O’Brien Company manufactures and sells one product. The following information pertains to each of the company’s first three years of operations: Variable costs per unit: Manufacturing: Direct materials $27 Direct labor $16 Variable manufacturing overhead $5 Variable selling and administrative $4 Fixed costs per year: Fixed manufacturing overhead $560,000 Fixed selling and administrative expenses $180,000 During its first year of operations, O’Brien produced 100,000 units and sold 74,000 units. During its second year of operations, it produced 80,000 units and sold 101,000 units. In its third year, O’Brien produced 86,000 units and sold 81,000 units. The selling price of the company’s product is $78 per unit.

Required: 1. Assume the company uses variable costing and a FIFO inventory flow assumption (FIFO means first-in first-out. In other words, it assumes that the oldest units in inventory are sold first):

a. Compute the unit product cost for Year 1, Year 2, and Year 3.

b. Prepare an variable costing income statement for Year 1, Year 2, and Year 3.

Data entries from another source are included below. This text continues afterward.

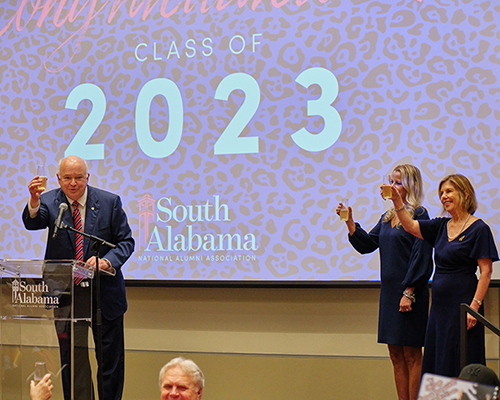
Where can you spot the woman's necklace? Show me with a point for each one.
(460, 231)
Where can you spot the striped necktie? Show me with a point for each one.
(77, 219)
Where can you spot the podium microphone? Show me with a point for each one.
(62, 207)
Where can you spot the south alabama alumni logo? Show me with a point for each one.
(166, 226)
(32, 295)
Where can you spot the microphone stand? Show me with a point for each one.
(96, 244)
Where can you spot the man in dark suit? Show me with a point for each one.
(100, 214)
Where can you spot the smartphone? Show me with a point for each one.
(40, 371)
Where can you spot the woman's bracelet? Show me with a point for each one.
(410, 296)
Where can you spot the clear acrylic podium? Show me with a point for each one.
(37, 300)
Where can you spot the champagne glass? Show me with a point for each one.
(344, 211)
(40, 371)
(40, 171)
(386, 187)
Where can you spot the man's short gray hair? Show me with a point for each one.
(74, 157)
(189, 367)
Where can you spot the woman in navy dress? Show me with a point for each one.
(462, 243)
(405, 269)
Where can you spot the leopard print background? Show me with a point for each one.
(417, 84)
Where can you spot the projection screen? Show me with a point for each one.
(232, 128)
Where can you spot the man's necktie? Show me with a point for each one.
(77, 219)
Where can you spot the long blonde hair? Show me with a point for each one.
(411, 180)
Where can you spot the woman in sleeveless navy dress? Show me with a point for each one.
(462, 243)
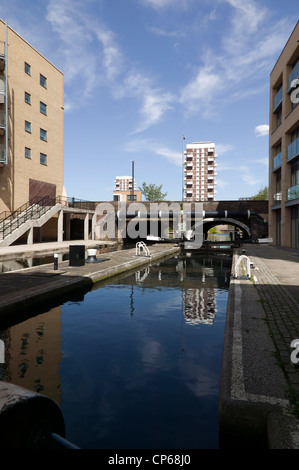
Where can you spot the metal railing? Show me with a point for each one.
(35, 208)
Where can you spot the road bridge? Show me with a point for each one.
(249, 217)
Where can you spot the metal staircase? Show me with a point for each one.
(36, 212)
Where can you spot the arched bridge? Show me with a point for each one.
(250, 217)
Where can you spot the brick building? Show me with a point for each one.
(199, 172)
(31, 123)
(284, 146)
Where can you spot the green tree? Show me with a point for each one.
(262, 195)
(152, 192)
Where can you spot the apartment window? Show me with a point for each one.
(43, 81)
(295, 173)
(277, 99)
(28, 126)
(27, 69)
(294, 74)
(27, 98)
(43, 135)
(43, 108)
(43, 159)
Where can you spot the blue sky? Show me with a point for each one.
(140, 74)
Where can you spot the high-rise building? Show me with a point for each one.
(284, 146)
(31, 123)
(124, 189)
(199, 172)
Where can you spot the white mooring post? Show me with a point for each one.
(241, 258)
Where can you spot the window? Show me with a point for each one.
(43, 81)
(43, 135)
(28, 126)
(27, 69)
(27, 98)
(131, 197)
(43, 159)
(43, 108)
(27, 152)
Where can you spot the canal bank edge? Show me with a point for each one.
(253, 408)
(66, 281)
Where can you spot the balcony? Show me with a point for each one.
(293, 192)
(293, 149)
(277, 161)
(2, 154)
(293, 75)
(277, 198)
(277, 99)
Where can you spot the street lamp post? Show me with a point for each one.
(132, 191)
(183, 167)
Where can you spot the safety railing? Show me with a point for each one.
(35, 208)
(141, 246)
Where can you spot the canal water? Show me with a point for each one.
(135, 363)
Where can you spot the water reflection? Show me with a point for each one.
(33, 354)
(136, 363)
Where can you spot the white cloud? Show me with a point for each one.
(201, 89)
(262, 161)
(163, 32)
(262, 130)
(245, 54)
(83, 68)
(223, 148)
(248, 177)
(149, 145)
(161, 4)
(154, 101)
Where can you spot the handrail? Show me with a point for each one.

2. Assume the company uses variable costing and a LIFO inventory flow assumption (LIFO means last-in first-out. In other words, it assumes that the newest units in inventory are sold first):

a. Compute the unit product cost for Year 1, Year 2, and Year 3

b. Prepare an variable costing income statement for Year 1, Year 2, and Year 3.

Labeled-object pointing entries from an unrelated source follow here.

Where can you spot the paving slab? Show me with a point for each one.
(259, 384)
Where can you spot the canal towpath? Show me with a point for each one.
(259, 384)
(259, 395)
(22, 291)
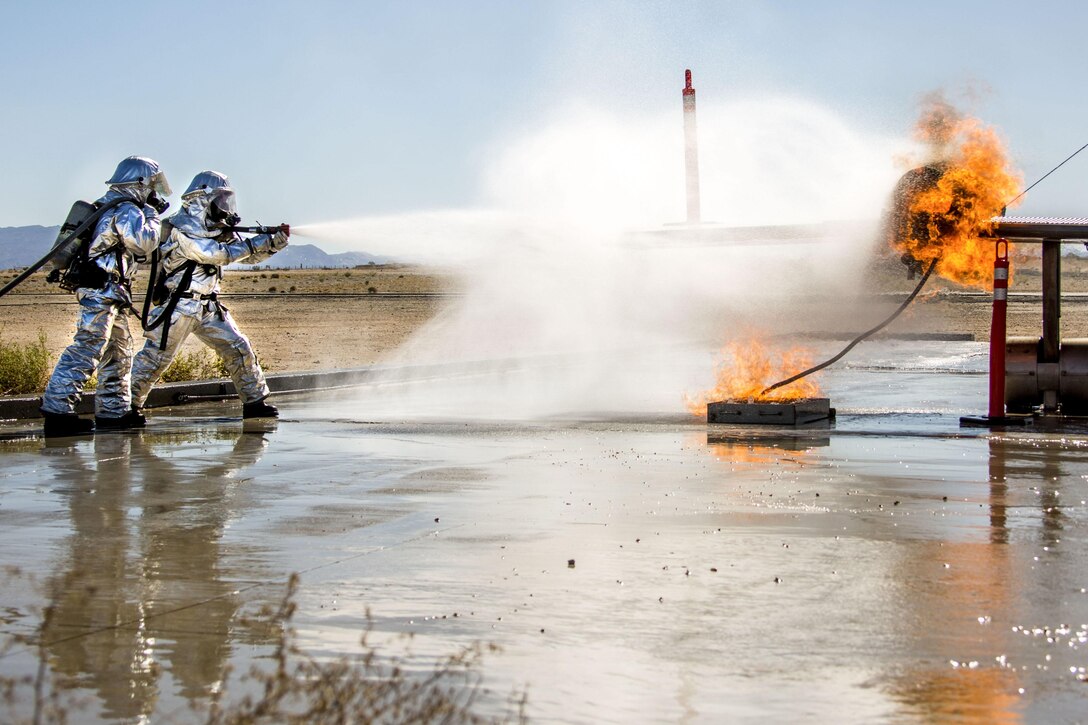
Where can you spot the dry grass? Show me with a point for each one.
(24, 367)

3. Assume the company uses absorption costing and a FIFO inventory flow assumption (FIFO means first-in first-out. In other words, it assumes that the oldest units in inventory are sold first):

a. Compute the unit product cost for Year 1, Year 2, and Year 3. (Round your intermediate calculations and final answers to 2 decimal places.)

b. Prepare an absorption costing income statement for Year 1, Year 2, and Year 3. (Round your intermediate calculations to 2 decimal places.)